Re: Collapsing a string to unique characters by ikegami (Patriarch) on Jan 09, 2009 at 14:02 UTC
In existing order: `perl -nle"my %seen; print grep !$seen{$_}++, /./g"` [download] In lexical order: `perl -nle"my %seen; print sort grep !$seen{$_}++, /./g"` [download] By the way, the `chomp` is useless because `-nl` already chomps. `>perl -MO=Deparse -nle"foo()" BEGIN { $/ = "\n"; $\ = "\n"; } LINE: while (defined($_ = <ARGV>)) { chomp $_; foo(); } -e syntax OK` [download] Update: Oops, I had my tests inverted. Fixed.	[reply] [d/l] [select]
Re^2: Collapsing a string to unique characters by dwhite20899 (Friar) on Jan 09, 2009 at 14:17 UTC
ikegami, I tried the lexical order method, and it's almost what I need... On a mac, I get this output: `FMMNllltuwwxxxz 13AEITfhlllstxx /39CMMNhhlllllluuwwxxx 8ELMMfhllllxxx 49MMdhllllouxx 2239MMlllquxxxx 018AMMPPQTbbffhllllx /2559Mllrtuuwwxz` [download] If I change `$seen{$_}++` to `$seen{$_}+=2` then I get this: `/034589BDFFHKMMMNNUXabcfghjllllnqsttuuwwwxxxxyzz /112334589AACEEGIIKLMNPQRSTTbdeffhhjkllllnopqssttuxxx //01335899ABCCIMMMNNRTVYbcdefghhhjkllllllloqtuuuwwwxxxxy /035889BEEFKLLMMMNOPQTabcffghhlllllmqrtuvwxxxx +/134456899ACGKMMMNOQWbddghhlllllmnooqrtuuwxxx /2223345899ABDEFGHIMMMNORTabdfhillllnqqtuuwxxxxxyz +/00113457889AACEIMMMNPPPQQTTZabbbcefffghhlllllmqtuwxx //2234555899ACGILMMNOQUbehlllmoqrrsttuuuwwwxxyzz` [download] which DOES list all the chars used, but has duplicates.	[reply] [d/l] [select]

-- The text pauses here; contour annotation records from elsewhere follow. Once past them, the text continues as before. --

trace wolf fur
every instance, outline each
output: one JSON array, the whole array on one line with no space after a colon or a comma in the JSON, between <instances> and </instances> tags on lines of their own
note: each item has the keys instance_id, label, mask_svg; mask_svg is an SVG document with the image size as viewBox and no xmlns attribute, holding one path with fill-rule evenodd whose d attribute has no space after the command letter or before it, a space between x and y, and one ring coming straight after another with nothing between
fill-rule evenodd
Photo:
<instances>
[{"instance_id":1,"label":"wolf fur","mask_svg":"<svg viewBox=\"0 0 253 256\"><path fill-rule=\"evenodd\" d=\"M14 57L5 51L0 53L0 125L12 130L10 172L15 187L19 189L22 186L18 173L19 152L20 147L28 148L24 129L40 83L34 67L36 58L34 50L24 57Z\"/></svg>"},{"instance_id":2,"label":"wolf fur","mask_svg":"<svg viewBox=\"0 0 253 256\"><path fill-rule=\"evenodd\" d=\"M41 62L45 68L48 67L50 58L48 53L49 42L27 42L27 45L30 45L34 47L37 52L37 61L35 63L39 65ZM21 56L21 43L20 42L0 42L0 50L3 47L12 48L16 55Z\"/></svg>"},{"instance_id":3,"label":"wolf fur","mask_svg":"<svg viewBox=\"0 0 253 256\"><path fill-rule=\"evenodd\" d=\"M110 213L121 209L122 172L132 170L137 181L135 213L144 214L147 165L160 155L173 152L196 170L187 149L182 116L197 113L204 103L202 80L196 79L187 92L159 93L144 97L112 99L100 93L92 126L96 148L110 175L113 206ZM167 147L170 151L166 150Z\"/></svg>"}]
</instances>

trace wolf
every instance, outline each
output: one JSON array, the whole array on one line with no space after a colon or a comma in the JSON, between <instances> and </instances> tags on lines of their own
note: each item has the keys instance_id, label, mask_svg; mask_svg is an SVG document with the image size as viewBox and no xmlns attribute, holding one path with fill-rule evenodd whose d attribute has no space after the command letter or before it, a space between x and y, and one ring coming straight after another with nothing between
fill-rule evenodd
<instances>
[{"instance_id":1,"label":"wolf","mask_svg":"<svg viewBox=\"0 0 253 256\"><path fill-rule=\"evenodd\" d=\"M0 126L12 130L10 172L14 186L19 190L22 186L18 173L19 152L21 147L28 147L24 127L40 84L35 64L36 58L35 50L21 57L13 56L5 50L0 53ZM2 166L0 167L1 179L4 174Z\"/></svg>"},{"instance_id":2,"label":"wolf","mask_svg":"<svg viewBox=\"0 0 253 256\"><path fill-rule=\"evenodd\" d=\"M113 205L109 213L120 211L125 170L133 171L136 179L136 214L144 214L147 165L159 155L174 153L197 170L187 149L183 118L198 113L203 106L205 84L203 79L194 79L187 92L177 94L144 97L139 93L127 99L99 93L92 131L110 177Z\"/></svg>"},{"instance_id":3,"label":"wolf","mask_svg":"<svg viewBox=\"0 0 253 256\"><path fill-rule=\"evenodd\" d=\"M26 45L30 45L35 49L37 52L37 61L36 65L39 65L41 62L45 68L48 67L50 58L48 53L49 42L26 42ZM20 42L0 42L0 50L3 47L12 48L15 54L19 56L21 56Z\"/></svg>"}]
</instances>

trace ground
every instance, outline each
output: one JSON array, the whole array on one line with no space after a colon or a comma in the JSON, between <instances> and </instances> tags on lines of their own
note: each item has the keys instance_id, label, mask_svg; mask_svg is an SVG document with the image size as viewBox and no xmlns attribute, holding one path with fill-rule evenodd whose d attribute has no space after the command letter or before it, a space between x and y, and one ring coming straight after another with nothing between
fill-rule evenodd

Re^2: Collapsing a string to unique characters by dwhite20899 (Friar) on Jan 09, 2009 at 14:21 UTC
*BRILLIANT* That bang did it. Sweet!	[reply]
Re: Collapsing a string to unique characters by Corion (Patriarch) on Jan 09, 2009 at 13:54 UTC
If the order of the characters is of no concern, you can do it in one regex and the lookup hash: `perl -wple "%seen=();s/(.)/$seen{$1}++?'':$1/ge"` [download]	[reply] [d/l]
Re^2: Collapsing a string to unique characters by dwhite20899 (Friar) on Jan 09, 2009 at 14:27 UTC
Holy moley. I need the order, but I'll save this for another use. Thanks!	[reply]
Re: Collapsing a string to unique characters by BrowserUk (Patriarch) on Jan 09, 2009 at 14:23 UTC
Golf:55 (and no sort!) `perl -ple"local($\",@_);@_[unpack'C',$_]=split'';$_=qq[@_]" test-stri +ngs +/034589BDFHKMNUXabcfghjlnqstuwxyz /1234589ACEGIKLMNPQRSTbdefhjklnopqstux /013589ABCIMNRTVYbcdefghjkloqtuwxy /03589BEFKLMNOPQTabcfghlmqrtuvwx +/1345689ACGKMNOQWbdghlmnoqrtuwx /234589ABDEFGHIMNORTabdfhilnqtuwxyz +/01345789ACEIMNPQTZabcefghlmqtuwx /234589ACGILMNOQUbehlmoqrstuwxyz` [download] Unix version is one less:`perl -ple'local($",@_);@_[unpack"C",$_]=split"";$_=qq[@_]'` Two less(thanks ikegami):`perl -ple'local($",@_);@_[unpack"C",$_]=split"";$_="@_"'` Update:54: `perl -ple"local(@_);@_[unpack'C',$_]=split'';$_=join'',@_" test-strings` 50: `-ple"@_=();@_[unpack'C*',$_]=split'';$_=join'',@_"` Examine what is said, not who speaks -- Silence betokens consent -- Love the truth but pardon error. "Science is about questioning the status quo. Questioning authority". In the absence of evidence, opinion is indistinguishable from prejudice. "Too many [] have been sedated by an oppressive environment of political correctness and risk aversion."	[reply] [d/l] [select]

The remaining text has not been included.